Sin embargo, Jesús vio su corazón. Él
pudo ver que en su futuro había algo diferente a su pasado, vio sus
posibilidades y no sus debilidades. Por eso le cambió su nombre, de Simón (hoja
de hierba) por Pedro (piedra). Jesús quería cambiar su nombre porque sabía que
Pedro no cambiaría de la noche a la mañana y que todavía mostraría su lado más
humano e imperfecto.
Jesús vio con ojos de fe a Simón y lo
llamó Pedro, y aún fue más lejos y lo nombró la piedra sobre la que edificaría
su iglesia. Es decir, Jesús llamó lo que no era como si ya fuera. El principio
pedagógico detrás de este pasaje es muy poderoso. Como maestros debemos mirar
no a la actuación de nuestros estudiantes sino a su corazón. Mirando hacia el
futuro, con ojos de fe debemos declarar algo bueno en su futuro. Cuando lo
hacemos algo sucede en su interior. Aunque con los años sigan mostrando los
mismos patrones de impulsividad, distracción o falta de atención su corazón
está germinando una semilla que se habló tiempo atrás. Y es sólo cuestión de
tiempo que esa semilla se convierta en un fruto.

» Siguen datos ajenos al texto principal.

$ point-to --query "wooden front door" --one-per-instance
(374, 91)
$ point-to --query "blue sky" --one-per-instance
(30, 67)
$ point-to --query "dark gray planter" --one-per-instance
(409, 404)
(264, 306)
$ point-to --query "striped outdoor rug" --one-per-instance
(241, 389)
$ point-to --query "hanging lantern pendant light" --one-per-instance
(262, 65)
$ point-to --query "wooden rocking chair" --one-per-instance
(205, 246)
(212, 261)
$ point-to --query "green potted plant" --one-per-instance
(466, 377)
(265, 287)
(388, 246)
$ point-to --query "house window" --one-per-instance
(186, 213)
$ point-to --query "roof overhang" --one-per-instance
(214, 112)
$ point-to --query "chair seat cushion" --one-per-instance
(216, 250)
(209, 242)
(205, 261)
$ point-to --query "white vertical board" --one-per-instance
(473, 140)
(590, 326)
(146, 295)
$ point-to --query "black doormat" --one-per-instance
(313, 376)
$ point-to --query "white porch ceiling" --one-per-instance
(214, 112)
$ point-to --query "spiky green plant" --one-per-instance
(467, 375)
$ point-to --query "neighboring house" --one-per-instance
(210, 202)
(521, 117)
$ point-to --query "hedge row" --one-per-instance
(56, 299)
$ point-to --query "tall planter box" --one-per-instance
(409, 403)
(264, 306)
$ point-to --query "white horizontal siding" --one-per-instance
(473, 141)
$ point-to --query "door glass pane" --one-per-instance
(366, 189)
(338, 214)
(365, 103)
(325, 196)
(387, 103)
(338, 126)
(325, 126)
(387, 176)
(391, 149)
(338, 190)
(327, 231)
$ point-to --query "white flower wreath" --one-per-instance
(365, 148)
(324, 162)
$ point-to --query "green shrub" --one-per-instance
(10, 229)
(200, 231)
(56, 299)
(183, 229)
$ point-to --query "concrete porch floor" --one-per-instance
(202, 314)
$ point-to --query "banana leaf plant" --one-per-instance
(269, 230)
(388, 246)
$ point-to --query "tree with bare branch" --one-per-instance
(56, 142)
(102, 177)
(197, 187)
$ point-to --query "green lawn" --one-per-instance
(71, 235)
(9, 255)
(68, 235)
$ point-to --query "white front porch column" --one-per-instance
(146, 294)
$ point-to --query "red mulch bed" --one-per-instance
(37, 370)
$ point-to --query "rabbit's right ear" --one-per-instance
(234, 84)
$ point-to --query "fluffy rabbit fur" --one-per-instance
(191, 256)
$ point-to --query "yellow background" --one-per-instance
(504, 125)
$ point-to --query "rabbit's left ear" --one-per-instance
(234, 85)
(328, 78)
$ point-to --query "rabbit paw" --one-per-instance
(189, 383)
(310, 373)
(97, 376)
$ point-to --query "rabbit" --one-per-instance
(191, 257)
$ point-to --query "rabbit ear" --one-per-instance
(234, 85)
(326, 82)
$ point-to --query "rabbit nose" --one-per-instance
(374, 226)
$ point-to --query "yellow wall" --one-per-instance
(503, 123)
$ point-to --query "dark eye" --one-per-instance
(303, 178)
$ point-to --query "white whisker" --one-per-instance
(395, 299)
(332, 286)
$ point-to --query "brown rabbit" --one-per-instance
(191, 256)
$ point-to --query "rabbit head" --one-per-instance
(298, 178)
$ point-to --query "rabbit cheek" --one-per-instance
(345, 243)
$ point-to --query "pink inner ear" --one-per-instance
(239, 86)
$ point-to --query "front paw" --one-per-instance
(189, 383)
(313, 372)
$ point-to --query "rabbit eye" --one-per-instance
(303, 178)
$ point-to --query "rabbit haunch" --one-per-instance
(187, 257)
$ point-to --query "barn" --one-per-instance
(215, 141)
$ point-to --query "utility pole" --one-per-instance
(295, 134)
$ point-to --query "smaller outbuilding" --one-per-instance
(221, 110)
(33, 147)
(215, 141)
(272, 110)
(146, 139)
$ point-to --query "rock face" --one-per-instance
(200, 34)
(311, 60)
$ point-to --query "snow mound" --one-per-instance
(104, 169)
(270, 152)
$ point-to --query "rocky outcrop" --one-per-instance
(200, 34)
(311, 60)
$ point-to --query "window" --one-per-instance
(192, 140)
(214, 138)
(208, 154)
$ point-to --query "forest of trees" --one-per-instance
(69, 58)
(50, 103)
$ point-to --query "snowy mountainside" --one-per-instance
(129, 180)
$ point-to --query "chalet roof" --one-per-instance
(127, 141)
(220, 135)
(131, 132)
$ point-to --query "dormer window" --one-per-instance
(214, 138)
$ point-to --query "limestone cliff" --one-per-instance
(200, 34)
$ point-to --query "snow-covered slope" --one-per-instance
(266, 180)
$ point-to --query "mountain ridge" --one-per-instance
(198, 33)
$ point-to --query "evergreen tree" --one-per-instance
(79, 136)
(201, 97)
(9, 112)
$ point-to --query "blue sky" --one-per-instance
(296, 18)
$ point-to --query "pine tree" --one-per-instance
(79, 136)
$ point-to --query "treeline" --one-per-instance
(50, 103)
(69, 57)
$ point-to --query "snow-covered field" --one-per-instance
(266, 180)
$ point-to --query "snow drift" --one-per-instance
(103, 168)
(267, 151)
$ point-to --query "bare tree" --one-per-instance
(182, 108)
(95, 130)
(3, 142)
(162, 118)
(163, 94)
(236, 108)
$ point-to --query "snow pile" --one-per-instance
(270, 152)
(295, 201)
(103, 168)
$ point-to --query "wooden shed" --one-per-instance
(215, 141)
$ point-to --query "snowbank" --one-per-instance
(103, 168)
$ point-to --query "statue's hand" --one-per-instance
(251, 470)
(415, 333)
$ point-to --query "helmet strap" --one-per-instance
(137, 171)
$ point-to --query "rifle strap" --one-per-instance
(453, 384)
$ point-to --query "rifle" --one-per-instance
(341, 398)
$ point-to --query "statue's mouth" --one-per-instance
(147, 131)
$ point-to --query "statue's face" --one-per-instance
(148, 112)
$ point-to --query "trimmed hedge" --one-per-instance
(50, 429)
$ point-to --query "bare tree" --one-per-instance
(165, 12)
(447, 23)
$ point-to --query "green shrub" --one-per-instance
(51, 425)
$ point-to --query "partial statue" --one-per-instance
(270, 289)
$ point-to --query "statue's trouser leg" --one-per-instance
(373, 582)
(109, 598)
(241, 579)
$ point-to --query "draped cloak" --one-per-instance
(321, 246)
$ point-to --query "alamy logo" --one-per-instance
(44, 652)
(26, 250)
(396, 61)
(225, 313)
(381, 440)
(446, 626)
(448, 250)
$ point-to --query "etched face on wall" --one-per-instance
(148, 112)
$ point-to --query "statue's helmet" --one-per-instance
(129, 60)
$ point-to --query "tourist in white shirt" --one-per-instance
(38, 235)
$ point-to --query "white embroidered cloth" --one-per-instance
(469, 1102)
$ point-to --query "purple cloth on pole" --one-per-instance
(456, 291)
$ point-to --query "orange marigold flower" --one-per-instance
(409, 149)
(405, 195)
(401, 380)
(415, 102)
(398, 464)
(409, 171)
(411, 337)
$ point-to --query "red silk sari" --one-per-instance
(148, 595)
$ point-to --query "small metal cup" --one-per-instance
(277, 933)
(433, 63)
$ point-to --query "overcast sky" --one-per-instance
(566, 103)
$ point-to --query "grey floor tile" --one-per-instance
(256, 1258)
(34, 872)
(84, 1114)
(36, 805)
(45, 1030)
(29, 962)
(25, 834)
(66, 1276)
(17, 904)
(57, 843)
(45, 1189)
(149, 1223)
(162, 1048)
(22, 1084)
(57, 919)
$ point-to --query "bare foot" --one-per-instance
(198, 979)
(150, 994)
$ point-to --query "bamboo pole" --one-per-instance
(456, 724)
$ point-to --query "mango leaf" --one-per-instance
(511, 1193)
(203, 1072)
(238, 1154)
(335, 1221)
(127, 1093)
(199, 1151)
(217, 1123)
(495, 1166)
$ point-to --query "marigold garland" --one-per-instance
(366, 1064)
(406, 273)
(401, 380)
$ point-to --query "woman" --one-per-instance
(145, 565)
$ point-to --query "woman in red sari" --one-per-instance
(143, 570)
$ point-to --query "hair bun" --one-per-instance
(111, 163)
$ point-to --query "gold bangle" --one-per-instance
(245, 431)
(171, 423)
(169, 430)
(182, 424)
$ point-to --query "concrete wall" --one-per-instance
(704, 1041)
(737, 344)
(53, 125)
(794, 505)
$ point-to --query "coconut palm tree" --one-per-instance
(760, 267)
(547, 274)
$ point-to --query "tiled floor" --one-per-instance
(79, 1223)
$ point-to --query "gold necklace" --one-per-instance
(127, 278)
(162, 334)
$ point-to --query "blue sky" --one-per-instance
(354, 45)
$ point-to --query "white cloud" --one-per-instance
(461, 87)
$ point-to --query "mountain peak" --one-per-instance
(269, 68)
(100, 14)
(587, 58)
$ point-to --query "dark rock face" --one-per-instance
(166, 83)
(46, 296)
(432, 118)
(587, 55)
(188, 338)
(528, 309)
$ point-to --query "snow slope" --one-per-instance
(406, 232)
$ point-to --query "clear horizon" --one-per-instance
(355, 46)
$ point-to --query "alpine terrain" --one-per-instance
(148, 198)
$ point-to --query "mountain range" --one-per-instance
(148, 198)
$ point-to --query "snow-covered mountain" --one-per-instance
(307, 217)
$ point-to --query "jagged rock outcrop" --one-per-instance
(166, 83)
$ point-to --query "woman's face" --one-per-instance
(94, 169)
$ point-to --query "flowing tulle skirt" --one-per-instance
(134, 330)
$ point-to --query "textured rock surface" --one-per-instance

Como maestros podemos imitar el modelo de
Jesús declarando un futuro prometedor sobre la vida de nuestros estudiantes,
independientemente de su actuación actual. Si miramos a su corazón y vemos sus
posibilidades y no sus debilidades.
Yo soy un vivo ejemplo de esa práctica,
pues yo era un mal estudiante. Repetí dos años en secundaria, pero aun así tuve
dos maestros (Antonio Matás y Pepa Rico) que se atrevieron a llamarme
talentoso, creativo, diligente, enfocado, cuando yo no veía nada de eso. Nadie
pensaba que llegaría a la universidad pero llegué, gracias a una nueva
motivación nacida de su depósito de fe en mí. Terminé la universidad y proseguí
con mi Máster en EEUU. Hoy día puedo decir, que lo que hicieron mis maestros no
les costó dinero, no les llevó mucho tiempo, solamente lo hicieron sinceramente
desde el fondo de su corazón. Sin embargo, los resultados de esas palabras de
esperanza cambiaron mi vida para siempre.
Así que os animo a que llaméis a aquello que no es como si lo fuera, os
animo a mirar al corazón de vuestros estudiantes y no a sus resultados.